As workplaces employing large numbers of low-wage workers, police departments stand out for the unique stresses and risks associated with that type of labor. Every shift an officer works can involve a life-or-death situation, with the possibility of lethal force having to be used on the basis of split-second decisions. Mistakes can result not only in the death of the officer, the suspect, or a civilian bystander, it can result in imprisonment and liability in a civil suit. Police officers have to occasionally testify under oath in criminal trials, and spend a great deal of time after their normal shift completing the requisite paperwork.
There, of course, other occupations that involve high levels of stress, long hours, and relatively low wages, but those other jobs seldom require the worker to risk his or her life on a daily basis, to patrol dangerous neighborhoods, to chase and apprehend dangerous suspects, and to be prepared to be investigated by the department he or she serves following the slightest hint of an infraction. That police officers began to unionize almost one hundred years ago should not, therefore, be surprising. The creation of the Fraternal Order of Police (FOP) in 1915 was a response by Pittsburgh, Pennsylvania police officers to the perceived need for the political representation and protections that union membership was providing for other professions. It has since become a nationwide union, with over 300,000 members.
While a strike by a police department would clearly be a major disruption to whatever city or town experienced it, such strikes are very rare. Police labor grievances are usually amicably resolved because both parties to the labor dispute, the officers and the city councils, mayors, governors, etc., uniformly recognize the importance to public safety of police officers remaining on the job. Existence of a labor union representing police officers has provided them with greater levels of confidence that they will have the legal protections they need should they be accused of improper conduct, like a questionable use of their firearms or of lesser levels of force in restraining a suspect. Because police officers can be sued by citizens for violations of civil rights, officers require legal representation, and the union helps to ensure such representation is available.

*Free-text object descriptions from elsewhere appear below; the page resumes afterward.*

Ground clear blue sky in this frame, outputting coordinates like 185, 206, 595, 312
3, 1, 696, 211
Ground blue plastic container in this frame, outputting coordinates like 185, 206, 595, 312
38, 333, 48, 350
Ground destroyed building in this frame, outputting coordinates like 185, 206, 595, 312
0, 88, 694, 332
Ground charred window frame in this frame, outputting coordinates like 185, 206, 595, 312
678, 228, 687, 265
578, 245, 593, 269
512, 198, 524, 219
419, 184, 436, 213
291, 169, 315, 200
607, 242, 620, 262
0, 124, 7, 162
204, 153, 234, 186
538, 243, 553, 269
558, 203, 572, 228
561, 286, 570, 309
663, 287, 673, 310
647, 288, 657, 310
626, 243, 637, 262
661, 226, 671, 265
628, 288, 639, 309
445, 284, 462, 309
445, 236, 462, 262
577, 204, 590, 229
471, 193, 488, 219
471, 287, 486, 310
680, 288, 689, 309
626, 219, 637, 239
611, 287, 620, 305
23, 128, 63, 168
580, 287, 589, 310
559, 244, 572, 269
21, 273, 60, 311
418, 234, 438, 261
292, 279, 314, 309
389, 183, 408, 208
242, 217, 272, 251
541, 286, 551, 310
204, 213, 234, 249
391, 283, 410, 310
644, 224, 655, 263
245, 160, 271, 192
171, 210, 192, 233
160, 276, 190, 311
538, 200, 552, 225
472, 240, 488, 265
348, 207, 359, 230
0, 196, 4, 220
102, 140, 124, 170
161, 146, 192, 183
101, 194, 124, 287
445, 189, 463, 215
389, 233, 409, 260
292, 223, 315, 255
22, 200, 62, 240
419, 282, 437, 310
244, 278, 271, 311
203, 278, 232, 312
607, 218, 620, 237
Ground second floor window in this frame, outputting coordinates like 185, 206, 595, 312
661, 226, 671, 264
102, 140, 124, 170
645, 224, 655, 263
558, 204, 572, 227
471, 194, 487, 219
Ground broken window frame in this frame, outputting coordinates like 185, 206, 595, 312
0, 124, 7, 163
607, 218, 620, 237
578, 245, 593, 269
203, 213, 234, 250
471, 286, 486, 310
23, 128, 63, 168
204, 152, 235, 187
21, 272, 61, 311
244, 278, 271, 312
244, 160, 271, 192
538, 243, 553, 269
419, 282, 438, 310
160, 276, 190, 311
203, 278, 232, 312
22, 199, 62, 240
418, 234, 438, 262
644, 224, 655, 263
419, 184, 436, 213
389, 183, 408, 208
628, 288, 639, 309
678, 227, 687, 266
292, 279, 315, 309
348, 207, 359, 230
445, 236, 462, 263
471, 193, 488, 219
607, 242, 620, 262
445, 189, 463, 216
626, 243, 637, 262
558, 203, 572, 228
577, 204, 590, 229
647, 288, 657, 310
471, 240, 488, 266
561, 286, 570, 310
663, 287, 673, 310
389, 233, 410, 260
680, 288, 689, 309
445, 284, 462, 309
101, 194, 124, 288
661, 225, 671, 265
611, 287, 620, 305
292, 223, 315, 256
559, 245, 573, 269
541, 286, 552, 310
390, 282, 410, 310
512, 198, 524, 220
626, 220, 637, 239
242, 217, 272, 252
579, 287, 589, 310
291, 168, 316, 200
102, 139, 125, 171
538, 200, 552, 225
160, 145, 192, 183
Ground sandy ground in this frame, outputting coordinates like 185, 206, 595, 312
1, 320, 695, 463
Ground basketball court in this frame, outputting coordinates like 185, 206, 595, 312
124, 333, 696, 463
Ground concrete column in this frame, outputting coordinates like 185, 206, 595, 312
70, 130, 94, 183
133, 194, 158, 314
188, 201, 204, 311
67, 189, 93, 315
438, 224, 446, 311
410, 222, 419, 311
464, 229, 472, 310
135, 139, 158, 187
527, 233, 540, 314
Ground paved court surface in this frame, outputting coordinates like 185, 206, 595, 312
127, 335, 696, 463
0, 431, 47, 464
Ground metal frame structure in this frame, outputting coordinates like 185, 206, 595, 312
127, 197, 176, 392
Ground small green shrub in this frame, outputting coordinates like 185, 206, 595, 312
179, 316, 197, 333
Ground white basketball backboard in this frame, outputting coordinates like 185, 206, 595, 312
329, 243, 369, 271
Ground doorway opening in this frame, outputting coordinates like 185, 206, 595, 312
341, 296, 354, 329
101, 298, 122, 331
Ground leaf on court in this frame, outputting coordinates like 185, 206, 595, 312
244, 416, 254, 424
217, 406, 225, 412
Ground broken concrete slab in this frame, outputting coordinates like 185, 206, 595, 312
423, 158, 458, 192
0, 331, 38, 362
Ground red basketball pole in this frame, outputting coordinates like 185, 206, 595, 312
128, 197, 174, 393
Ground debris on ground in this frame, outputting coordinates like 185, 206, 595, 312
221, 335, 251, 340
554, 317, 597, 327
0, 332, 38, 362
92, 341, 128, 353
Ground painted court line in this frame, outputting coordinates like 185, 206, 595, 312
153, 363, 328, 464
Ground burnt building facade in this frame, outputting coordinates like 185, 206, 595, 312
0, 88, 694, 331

Because cities are often on tight budgets, and because police frequently have to work overtime due to paperwork requirements, officers on sick or vacation leave, or major events requiring all available officers, for example, a political convention or major sporting event, there are often conflicts between the officers and the departments for which they work and the cities that pay them regarding compensation for those extra hours on the job. Union representation has made it easier for officers to secure overtime pay and other forms of compensation in exchange for those extra hours worked.
Because the FOP has grown so large, and been around so long, there is little evidence that its existence has negatively affected law enforcement. Individuals become police officers -- most of them, anyway -- out of a sense of commitment to public safety. They want to prevent crime, and to catch perpetrators once crimes have been committed. Union membership has not altered that basic fact.